"Single Girl, Married Girl"
Part 4 (of 5) of a recently re-discovered document that I wrote for an independent study with Dr. John Kimsey while I was at DePaul University in 2008. Works cited available upon request.
If there was a single song that gave birth to country music as we know it, it would be “Single Girl, Married Girl”. The song was one that Ralph Peer specifically requested the Carter Family sing in their first recording session, and it was the song that convinced him that the Carter Family was worth signing to a record contract. However, as in the case of many famous incidents, it is a song that almost did not get recorded. Perhaps the reason that this particular song sealed the deal was because it was the most true to life for the Carter Family (Doman 78).
On the morning of August 2, 1927, the second day of the first recording session in Bristol; Sara and Maybelle Carter showed up to record without A.P. Peer, the record company executive in charge of the recording session, pressed the Carter women to record “Single Girl, Married Girl”, which Sara was hesitant to do.
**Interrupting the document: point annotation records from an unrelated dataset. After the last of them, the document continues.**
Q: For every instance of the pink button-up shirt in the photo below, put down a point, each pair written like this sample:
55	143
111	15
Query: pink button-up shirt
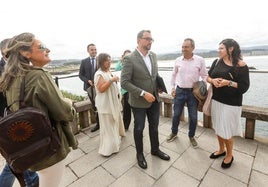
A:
188	71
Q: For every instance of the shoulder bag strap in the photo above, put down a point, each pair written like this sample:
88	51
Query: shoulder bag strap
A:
22	88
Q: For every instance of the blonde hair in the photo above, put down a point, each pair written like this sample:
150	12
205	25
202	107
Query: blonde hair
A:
17	65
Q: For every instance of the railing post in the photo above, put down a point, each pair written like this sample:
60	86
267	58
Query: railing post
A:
250	128
57	81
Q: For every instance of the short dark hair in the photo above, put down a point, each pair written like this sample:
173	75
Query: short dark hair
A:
90	45
102	57
140	34
191	40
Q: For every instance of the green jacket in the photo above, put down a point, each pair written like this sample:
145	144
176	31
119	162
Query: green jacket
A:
42	92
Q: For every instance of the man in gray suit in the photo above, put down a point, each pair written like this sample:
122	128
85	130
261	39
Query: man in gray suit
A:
138	77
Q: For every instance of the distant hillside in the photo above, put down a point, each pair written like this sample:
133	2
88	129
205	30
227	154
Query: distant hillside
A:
246	51
206	53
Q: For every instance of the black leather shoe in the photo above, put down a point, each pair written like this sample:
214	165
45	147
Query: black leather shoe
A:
161	155
141	161
227	165
213	156
97	127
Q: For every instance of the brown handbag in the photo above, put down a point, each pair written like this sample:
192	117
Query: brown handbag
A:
26	136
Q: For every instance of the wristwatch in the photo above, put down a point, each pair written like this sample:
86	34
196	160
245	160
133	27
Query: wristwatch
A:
230	84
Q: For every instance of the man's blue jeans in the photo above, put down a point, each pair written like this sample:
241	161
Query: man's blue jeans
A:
184	96
7	178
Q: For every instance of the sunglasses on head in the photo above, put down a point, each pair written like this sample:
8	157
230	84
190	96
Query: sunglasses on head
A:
42	47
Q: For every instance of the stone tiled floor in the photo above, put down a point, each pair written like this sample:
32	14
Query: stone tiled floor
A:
187	167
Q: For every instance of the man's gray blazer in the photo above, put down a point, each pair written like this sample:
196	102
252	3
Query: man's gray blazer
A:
135	77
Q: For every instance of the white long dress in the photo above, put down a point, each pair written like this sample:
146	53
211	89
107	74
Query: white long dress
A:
110	118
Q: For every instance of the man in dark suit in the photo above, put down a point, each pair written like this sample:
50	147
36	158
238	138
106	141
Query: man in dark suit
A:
138	77
87	70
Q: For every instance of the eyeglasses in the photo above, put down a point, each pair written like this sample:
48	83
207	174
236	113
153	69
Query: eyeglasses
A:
42	47
148	39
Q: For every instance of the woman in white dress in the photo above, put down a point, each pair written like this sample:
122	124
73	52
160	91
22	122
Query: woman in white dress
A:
109	107
230	79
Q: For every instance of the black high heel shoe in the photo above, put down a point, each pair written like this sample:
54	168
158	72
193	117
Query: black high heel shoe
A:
227	165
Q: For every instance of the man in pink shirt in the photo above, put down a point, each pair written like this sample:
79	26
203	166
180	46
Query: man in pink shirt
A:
187	70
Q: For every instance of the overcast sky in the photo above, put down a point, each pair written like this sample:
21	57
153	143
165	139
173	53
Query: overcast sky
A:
67	26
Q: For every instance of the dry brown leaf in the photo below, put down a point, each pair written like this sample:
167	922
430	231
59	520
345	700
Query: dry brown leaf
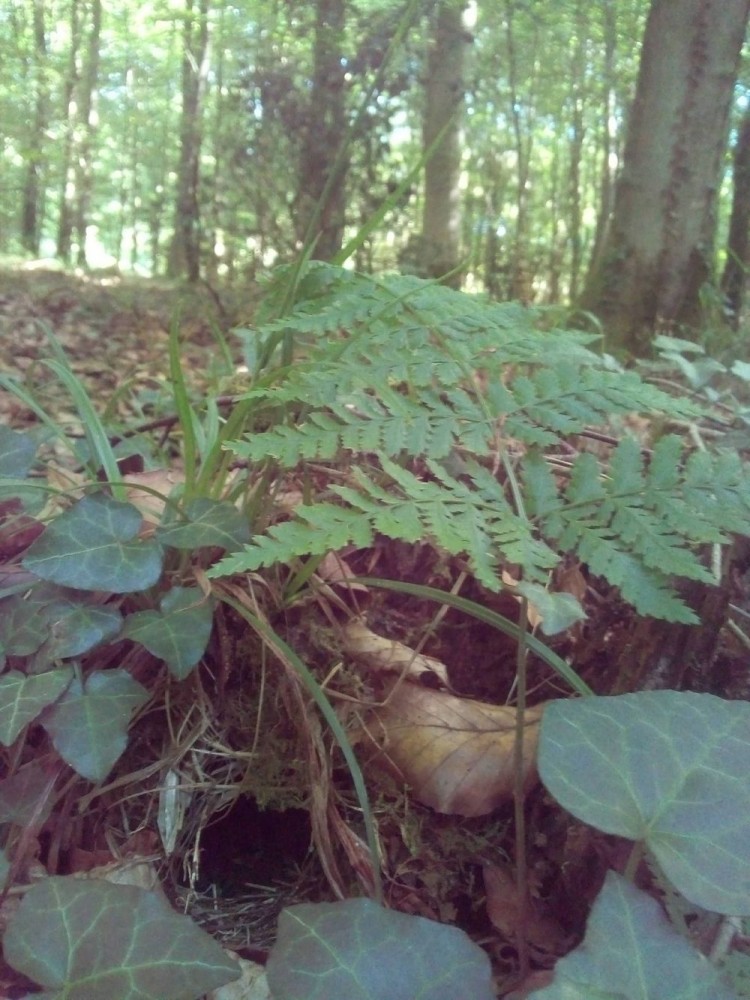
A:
505	910
252	984
570	580
333	569
379	653
456	753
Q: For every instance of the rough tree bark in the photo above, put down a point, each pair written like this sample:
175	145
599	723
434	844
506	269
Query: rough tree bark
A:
444	97
33	185
82	172
658	253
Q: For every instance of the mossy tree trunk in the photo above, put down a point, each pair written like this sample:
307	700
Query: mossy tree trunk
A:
444	99
33	184
321	197
184	252
659	249
738	244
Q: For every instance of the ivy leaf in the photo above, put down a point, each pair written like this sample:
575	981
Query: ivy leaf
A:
89	724
22	698
631	952
95	546
356	950
62	621
209	523
17	453
668	768
179	632
92	939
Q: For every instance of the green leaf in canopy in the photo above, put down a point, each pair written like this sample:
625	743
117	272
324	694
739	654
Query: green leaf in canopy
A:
357	950
89	724
95	546
631	952
209	523
669	768
22	698
179	632
92	940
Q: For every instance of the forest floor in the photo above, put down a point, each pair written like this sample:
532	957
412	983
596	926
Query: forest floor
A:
115	334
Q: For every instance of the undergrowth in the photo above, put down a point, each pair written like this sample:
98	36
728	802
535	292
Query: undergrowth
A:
374	409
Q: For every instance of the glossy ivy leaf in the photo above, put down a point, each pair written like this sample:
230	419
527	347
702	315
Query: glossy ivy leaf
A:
25	795
95	546
17	453
179	632
94	940
22	698
632	952
23	628
89	724
215	523
63	621
357	950
668	768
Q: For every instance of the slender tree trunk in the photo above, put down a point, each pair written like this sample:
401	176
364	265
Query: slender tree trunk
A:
738	244
184	253
575	145
321	197
608	149
521	115
83	177
33	187
659	250
444	93
65	217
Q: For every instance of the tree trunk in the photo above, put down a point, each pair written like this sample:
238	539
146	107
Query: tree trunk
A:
184	252
608	133
738	243
83	179
321	197
33	188
658	253
65	217
444	97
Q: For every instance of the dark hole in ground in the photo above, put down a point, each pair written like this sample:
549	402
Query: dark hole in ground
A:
253	846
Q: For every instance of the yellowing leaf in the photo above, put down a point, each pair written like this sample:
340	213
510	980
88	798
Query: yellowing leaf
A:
455	753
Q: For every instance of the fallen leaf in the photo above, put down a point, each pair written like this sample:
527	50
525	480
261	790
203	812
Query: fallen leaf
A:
252	984
333	569
379	653
457	754
506	911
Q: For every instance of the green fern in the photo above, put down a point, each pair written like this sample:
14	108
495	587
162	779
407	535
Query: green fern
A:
447	402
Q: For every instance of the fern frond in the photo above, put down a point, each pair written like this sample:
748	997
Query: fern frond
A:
402	375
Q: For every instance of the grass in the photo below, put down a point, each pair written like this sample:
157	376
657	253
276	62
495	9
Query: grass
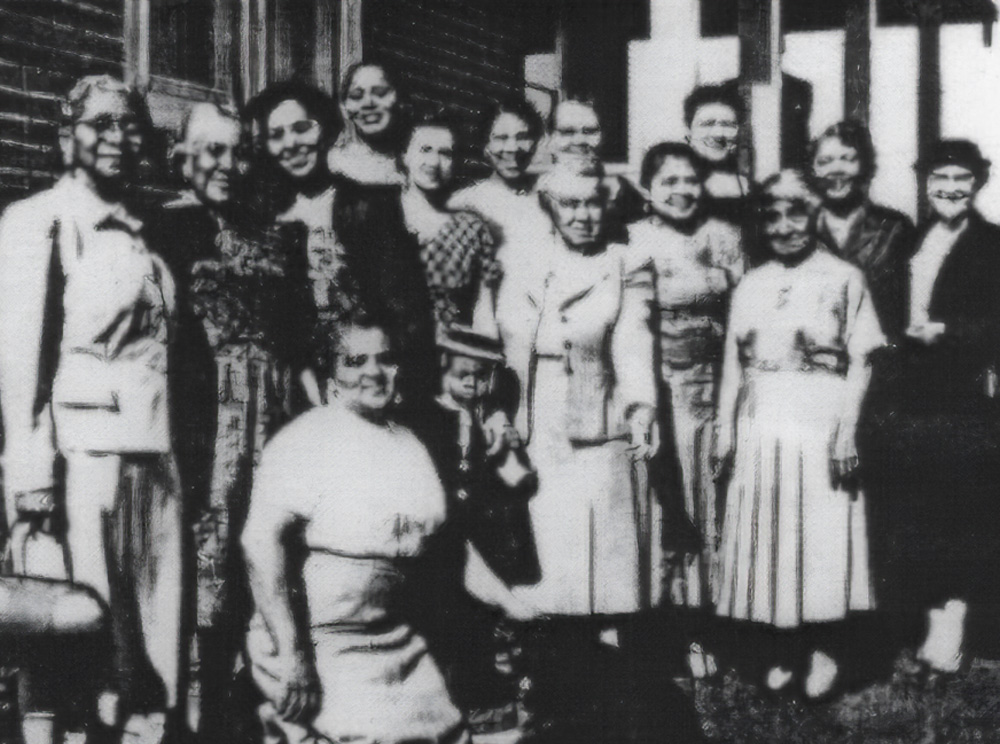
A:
905	709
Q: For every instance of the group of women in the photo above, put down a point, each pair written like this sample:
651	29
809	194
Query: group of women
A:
807	381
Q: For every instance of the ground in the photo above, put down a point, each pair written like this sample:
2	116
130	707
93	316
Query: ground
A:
906	709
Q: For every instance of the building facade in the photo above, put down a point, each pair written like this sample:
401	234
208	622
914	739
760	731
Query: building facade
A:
913	69
462	54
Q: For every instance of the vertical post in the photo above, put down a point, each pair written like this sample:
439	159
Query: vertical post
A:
351	33
325	72
224	22
136	25
760	29
928	86
248	62
262	43
283	30
857	59
753	24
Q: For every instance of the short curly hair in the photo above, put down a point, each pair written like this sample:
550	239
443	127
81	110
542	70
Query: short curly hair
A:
791	185
724	93
85	87
850	133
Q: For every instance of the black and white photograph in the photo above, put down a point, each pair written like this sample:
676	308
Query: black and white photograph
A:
499	372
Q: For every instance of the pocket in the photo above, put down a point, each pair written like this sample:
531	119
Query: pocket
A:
85	380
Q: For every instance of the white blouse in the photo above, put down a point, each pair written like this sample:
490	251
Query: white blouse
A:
924	268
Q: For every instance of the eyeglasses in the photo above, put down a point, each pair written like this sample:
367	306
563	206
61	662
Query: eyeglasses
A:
303	126
383	359
105	124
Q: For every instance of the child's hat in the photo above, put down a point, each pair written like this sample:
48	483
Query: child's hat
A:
462	340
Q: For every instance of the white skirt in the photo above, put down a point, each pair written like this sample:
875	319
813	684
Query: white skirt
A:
795	549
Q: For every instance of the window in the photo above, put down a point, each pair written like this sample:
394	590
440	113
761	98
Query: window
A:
182	40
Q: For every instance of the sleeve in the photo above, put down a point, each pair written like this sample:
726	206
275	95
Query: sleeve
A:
730	253
888	277
731	376
281	492
490	269
26	253
863	331
632	341
976	329
295	331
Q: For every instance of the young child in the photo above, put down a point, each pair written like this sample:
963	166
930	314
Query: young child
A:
487	478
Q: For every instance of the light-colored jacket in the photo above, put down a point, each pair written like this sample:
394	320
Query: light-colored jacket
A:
590	312
84	322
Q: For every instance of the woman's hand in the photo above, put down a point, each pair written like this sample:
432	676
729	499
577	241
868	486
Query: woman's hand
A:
844	459
926	333
301	694
518	609
724	451
644	434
Katie Doman, in her essay Something Old, Something New: The Carter Family’s Bristol Sessions Recordings, suggests two reasons for Sara’s hesitation. First, the lyrics of the song hit her too close to home. She states, “Since her wedding, Sara had certainly taken on more than her share of domestic responsibility. She knew what it was like to care for a home and babies when money was scarce” (78). And second, Sara has been described as very “stoic” and she could have been “simply unwilling to sing something that sounded like a complaint” (78). No matter which reason is correct, or whether it was a combination of both, Ralph Peer somehow convinced Sara to record the song.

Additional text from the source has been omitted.